Sweden charged a man this week on accusations he spied on fellow Tibetan exiles for China.
The man collected information on where people lived, their family members, trips, meetings, and political activities and is suspected of giving that information to a Chinese official in exchange for cash.
China has spied on refugees in Sweden in the past as part of a strategy to control what exiles abroad say about China.
Sweden formally charged a Tibetan man for spying on fellow exiles in the Scandinavian country this week.
The man, identified as 49-year-old Dorjee Gyantsan in charge sheets cited by the Associated Press, was arrested in February 2017 on suspicion of spying on the Tibetan diaspora in Sweden and handing intelligence over to a “foreign nation.”

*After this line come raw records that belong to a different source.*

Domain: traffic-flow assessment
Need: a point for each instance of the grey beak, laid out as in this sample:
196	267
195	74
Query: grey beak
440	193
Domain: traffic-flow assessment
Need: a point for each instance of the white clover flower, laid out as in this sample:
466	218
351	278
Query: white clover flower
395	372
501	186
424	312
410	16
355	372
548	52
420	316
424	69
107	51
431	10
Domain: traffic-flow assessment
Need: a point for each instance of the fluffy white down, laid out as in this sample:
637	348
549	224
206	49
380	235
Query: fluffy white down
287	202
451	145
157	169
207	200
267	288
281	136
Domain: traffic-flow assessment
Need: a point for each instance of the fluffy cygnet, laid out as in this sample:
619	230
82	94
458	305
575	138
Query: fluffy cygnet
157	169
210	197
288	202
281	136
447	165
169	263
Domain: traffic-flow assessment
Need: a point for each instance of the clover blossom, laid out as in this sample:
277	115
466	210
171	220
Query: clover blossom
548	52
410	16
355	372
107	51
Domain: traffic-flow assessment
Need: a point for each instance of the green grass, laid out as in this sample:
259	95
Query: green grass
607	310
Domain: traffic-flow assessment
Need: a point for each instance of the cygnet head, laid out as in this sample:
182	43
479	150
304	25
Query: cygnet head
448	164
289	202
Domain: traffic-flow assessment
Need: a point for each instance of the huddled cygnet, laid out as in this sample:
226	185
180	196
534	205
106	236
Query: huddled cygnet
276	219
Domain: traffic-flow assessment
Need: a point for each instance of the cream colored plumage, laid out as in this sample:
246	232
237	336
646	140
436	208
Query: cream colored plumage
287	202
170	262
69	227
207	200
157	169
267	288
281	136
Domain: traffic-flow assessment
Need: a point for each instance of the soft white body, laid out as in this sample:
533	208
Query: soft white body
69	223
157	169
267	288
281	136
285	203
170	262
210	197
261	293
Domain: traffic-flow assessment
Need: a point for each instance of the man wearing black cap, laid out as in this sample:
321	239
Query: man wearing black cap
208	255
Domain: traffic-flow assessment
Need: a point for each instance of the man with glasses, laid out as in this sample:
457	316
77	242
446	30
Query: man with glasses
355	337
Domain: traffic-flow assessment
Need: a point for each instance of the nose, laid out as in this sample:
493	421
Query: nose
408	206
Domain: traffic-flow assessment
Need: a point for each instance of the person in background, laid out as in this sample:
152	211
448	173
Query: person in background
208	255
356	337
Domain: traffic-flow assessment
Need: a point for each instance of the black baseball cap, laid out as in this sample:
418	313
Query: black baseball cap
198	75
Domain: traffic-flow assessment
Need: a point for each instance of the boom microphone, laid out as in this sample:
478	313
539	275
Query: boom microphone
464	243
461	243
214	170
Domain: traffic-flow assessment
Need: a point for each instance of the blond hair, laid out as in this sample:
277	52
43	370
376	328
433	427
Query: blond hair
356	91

The country has not been officially identified but is widely believed to be China, after the state prosecutor told local media that the suspect met with a Chinese official, reported to be an embassy secretary, in Poland and another official in Finland. Gyanstan reportedly received at least $6,000 on one occasion, shortly before his arrest.

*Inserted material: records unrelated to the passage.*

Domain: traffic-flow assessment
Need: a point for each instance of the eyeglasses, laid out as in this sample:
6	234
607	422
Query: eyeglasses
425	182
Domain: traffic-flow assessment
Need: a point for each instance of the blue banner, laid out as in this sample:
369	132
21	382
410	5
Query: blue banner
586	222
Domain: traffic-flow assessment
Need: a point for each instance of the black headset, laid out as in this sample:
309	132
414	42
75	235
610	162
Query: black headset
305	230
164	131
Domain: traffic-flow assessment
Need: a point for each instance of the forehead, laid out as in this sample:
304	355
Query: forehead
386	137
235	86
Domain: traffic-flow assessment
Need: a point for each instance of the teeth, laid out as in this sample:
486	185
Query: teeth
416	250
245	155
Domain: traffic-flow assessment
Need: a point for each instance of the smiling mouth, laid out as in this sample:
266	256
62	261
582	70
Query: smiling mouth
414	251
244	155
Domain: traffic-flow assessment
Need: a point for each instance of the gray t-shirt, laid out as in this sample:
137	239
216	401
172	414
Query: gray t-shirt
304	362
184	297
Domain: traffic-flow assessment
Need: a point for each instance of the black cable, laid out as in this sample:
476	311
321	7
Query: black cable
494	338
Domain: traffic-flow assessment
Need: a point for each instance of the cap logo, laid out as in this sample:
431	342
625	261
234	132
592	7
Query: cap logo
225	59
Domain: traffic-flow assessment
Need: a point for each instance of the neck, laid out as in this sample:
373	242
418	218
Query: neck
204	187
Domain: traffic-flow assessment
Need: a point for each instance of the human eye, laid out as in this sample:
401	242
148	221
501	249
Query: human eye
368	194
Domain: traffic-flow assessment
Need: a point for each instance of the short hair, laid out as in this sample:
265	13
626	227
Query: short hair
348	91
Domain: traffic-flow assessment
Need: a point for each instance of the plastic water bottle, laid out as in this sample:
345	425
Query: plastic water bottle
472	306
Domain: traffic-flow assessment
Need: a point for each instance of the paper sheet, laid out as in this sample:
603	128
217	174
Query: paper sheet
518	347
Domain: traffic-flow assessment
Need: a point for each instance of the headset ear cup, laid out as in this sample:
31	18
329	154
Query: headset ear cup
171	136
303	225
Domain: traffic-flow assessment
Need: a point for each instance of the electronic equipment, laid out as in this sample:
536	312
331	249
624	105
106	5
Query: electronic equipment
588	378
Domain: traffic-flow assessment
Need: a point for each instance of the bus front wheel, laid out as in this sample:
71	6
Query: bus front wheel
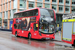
29	36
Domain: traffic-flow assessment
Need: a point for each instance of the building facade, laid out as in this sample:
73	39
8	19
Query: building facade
9	7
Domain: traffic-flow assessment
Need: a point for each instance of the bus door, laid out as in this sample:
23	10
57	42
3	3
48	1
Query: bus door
35	30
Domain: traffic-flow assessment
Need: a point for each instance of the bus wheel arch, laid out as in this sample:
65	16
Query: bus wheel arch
29	35
73	43
16	34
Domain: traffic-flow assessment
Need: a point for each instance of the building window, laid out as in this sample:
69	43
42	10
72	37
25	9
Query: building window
31	4
73	9
73	2
60	1
39	4
67	1
54	7
47	5
60	8
67	9
47	0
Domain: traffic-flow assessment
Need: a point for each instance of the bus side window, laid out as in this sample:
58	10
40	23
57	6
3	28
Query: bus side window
35	28
15	26
19	26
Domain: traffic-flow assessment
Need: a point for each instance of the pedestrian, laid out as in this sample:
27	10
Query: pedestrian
59	30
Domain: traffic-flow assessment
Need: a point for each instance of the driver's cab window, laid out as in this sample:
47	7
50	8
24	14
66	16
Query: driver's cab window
35	26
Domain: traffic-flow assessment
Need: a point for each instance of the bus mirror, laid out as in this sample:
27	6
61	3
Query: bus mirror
36	25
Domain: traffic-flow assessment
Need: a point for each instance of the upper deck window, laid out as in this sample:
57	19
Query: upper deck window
47	12
27	13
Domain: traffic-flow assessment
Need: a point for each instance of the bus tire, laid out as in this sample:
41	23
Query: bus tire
16	34
29	35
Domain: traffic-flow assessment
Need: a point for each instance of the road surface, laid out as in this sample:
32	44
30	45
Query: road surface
10	42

“Unlawful intelligence activities targeting refugees is a very serious crime. It undermines the democratic process, as it prevents people who are already vulnerable and have fled their countries from exercising the rights and freedoms they should be enjoying under Sweden’s constitution,” Daniel Stenling, the head of Sweden’s Security Service’s Counter-Intelligence Unit, said in a statement.

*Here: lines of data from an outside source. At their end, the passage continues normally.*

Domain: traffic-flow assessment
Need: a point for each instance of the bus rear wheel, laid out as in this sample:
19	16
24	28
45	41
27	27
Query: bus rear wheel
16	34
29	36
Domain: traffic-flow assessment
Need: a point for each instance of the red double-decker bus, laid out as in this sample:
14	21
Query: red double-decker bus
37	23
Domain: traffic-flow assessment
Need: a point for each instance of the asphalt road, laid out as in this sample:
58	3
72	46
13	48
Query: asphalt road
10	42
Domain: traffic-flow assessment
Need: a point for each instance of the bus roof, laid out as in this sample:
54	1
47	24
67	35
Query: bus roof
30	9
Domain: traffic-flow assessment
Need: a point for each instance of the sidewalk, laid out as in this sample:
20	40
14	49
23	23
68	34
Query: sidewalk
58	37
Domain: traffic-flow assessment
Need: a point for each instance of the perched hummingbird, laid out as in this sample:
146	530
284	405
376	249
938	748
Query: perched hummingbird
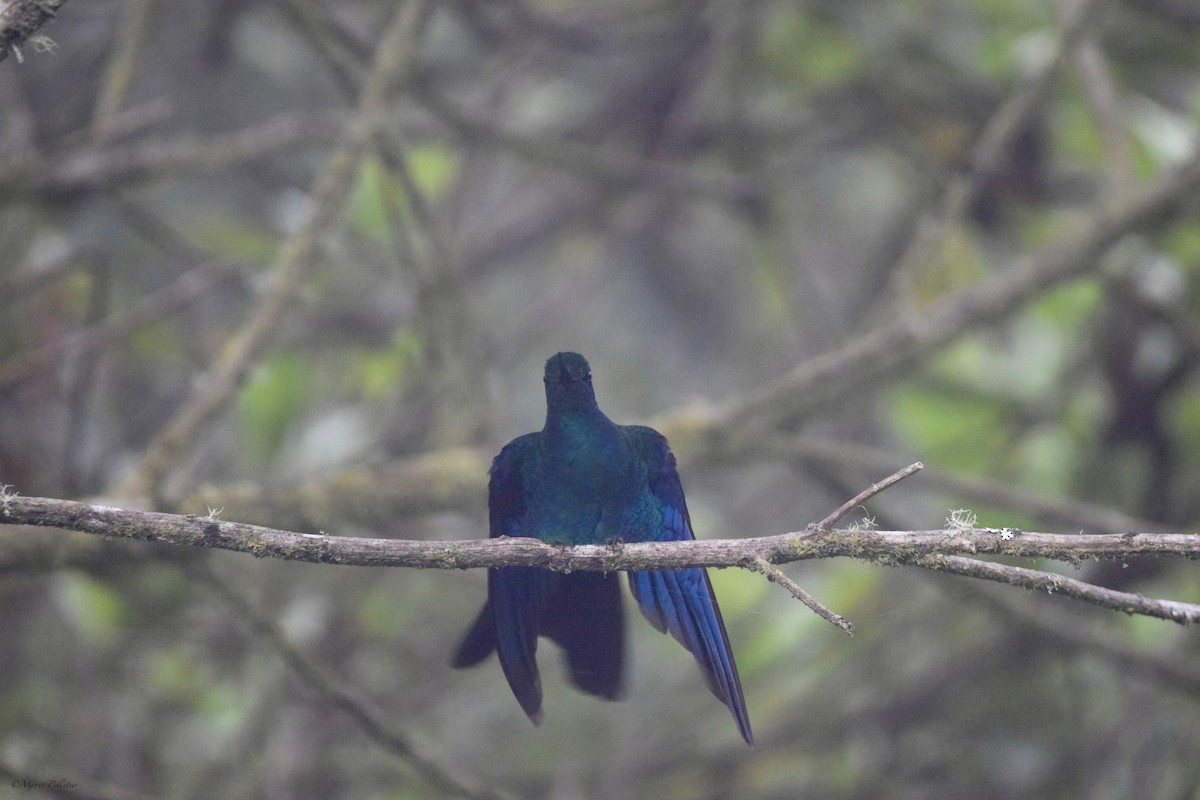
585	480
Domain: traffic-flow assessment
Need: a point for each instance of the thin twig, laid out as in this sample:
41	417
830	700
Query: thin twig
867	494
1053	583
775	576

Gyantsan, who used several identity cards, collected information on some of the roughly 140 exiled Tibetans living in Sweden from June 2015 to February 2017. That information included where people lived, their family relationships, trips, meetings, and their political activities.
Jamyang Choedon, the president of Tibetan Community in Sweden, told the Associated Press it was “shocking” that China was spying on the them, particularly as the community is so small.